= 40 Warships =

Mexican poetry anthology

40 Warships: An Anthology of Poetry and its Publishers (40 barcos de guerra: antología de poesía y sus editoriales) is an anthology of Mexican poetry published in September 2009. The anthology brought together 42 independent publishing projects through a self-managed effort and an open call—local initiatives from various states across the Mexican Republic that operated without government support. The edition was led by the publishing house Verso Destierro, headed by Adriana Tafoya.

== History ==
The preparations for the 40 Warships anthology took place within the framework of the 1st National Meeting of Independent Poetry, held in 2008 at Fábrica de Artes y Oficios Oriente facilities in Mexico City. During this event, the career of Mexican poet Enrique González Rojo Jr. was celebrated; he later contributed an introduction to the anthology.

== Included poets ==
40 Warships brought together 42 independent Mexican editorial projects.

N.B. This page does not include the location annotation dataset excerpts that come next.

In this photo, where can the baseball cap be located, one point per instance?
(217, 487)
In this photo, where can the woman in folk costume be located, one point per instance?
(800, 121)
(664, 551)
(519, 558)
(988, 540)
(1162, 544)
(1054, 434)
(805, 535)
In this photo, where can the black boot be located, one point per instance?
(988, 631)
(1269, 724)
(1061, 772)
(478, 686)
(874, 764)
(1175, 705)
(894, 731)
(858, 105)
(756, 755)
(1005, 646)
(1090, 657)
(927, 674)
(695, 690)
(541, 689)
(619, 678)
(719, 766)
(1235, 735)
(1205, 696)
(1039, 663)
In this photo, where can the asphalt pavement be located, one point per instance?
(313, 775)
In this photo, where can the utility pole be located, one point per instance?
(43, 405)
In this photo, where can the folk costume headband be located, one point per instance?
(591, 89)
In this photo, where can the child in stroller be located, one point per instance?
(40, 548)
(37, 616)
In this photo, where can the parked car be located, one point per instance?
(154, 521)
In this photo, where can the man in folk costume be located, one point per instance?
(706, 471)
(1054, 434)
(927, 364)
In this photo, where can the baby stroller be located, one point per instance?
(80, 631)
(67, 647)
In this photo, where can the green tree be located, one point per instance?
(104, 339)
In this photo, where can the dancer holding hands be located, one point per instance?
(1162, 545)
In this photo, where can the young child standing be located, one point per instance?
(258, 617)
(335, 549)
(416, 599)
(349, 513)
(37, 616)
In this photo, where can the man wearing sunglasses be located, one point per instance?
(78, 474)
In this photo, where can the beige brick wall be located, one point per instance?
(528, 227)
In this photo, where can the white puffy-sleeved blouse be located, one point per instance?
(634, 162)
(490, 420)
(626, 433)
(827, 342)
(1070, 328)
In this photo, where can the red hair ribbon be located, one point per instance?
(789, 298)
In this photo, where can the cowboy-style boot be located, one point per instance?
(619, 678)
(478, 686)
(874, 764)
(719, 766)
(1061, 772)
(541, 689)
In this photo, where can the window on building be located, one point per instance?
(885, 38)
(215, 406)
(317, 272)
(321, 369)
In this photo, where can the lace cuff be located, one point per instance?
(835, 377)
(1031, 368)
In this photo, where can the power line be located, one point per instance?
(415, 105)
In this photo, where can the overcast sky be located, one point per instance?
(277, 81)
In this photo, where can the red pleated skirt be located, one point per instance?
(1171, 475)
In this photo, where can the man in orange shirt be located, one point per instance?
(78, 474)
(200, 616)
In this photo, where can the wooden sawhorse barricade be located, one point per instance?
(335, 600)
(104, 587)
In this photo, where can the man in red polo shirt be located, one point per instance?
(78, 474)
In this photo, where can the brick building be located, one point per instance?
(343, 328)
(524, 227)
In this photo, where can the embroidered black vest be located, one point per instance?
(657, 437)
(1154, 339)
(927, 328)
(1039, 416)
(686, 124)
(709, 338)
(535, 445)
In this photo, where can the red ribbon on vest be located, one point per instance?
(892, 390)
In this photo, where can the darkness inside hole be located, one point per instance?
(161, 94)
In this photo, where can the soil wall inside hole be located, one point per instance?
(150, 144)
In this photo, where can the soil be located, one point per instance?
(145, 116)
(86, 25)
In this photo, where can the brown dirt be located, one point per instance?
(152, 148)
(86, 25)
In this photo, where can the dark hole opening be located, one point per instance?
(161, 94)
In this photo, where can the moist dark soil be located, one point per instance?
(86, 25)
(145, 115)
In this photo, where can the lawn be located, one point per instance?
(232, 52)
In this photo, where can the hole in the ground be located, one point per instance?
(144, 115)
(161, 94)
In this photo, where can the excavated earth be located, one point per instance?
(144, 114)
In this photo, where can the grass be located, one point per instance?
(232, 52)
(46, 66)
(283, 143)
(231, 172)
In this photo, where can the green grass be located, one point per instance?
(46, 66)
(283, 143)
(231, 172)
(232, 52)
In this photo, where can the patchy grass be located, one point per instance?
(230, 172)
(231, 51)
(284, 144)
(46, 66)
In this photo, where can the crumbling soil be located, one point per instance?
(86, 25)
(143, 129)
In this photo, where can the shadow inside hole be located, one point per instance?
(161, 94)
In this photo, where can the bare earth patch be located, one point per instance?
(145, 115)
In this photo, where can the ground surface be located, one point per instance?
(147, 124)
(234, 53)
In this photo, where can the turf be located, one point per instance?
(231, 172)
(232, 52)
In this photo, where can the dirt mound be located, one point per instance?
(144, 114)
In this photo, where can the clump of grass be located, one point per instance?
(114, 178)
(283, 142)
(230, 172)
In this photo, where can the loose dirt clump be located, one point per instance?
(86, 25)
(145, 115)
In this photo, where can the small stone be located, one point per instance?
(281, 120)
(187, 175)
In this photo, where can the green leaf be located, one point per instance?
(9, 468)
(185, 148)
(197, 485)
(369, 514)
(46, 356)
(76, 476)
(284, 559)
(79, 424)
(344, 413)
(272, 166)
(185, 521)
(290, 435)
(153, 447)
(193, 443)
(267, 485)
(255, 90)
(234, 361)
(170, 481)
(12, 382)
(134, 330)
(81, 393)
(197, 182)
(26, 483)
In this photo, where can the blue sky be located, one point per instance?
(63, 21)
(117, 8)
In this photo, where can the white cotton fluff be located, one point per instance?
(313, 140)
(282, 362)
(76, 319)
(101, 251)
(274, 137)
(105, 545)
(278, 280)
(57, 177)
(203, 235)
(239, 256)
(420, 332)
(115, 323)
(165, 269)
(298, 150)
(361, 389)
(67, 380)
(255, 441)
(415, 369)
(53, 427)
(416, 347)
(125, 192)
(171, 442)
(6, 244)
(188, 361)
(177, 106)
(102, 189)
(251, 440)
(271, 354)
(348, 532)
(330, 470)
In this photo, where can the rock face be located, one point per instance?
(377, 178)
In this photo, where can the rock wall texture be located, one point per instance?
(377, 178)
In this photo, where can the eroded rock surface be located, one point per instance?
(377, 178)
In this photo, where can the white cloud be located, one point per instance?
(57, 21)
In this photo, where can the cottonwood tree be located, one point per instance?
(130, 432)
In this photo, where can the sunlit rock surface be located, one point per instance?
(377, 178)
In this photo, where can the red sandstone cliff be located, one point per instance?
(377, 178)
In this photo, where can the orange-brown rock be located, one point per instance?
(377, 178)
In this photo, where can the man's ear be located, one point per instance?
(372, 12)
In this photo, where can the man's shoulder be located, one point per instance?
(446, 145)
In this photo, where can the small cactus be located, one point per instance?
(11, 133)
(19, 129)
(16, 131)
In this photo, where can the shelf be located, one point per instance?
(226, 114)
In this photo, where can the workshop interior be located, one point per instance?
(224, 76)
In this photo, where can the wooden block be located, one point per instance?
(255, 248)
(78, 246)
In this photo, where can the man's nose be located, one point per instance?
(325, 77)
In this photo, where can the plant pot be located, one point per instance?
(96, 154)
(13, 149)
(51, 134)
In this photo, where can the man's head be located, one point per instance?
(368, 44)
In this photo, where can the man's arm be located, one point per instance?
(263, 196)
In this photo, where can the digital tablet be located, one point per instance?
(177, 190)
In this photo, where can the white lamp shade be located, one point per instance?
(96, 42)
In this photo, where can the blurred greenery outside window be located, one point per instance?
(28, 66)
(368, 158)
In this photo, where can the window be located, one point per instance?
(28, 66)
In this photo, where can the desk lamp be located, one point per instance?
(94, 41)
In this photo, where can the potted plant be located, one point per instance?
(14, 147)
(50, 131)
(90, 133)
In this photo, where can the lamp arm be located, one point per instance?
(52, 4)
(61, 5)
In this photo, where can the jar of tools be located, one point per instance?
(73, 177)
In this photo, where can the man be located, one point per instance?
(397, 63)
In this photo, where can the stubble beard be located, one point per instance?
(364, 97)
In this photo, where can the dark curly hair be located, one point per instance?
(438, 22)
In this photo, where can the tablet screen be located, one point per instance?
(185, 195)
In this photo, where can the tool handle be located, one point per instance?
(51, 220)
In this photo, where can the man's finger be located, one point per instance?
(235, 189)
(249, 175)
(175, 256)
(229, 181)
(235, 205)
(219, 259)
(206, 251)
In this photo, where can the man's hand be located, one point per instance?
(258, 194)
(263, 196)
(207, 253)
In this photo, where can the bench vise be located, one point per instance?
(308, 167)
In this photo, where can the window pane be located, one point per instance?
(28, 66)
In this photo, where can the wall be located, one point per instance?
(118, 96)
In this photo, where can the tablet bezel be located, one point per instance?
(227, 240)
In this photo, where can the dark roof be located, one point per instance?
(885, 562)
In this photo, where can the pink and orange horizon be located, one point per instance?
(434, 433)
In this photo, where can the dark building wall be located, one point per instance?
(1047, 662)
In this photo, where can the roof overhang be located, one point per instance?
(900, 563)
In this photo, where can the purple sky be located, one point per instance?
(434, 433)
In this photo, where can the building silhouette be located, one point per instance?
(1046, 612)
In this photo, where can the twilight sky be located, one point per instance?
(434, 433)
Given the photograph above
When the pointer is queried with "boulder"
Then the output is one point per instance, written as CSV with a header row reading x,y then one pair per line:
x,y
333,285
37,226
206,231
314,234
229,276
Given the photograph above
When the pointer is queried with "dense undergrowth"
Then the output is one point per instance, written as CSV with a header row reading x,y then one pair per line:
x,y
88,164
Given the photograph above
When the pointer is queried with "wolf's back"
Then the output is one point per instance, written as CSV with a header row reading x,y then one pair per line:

Each project chose four poets representative of their specific vision, resulting in an anthology of 168 poets with the sole inclusion criteria of the "self-managed will that unites the poets and editors who compose it". Its pages include long-established poets—such as Max Rojas, Raúl Renán, Mirtha Luz Pérez, and Norma Bazúa—alongside young poets who had never been anthologized before.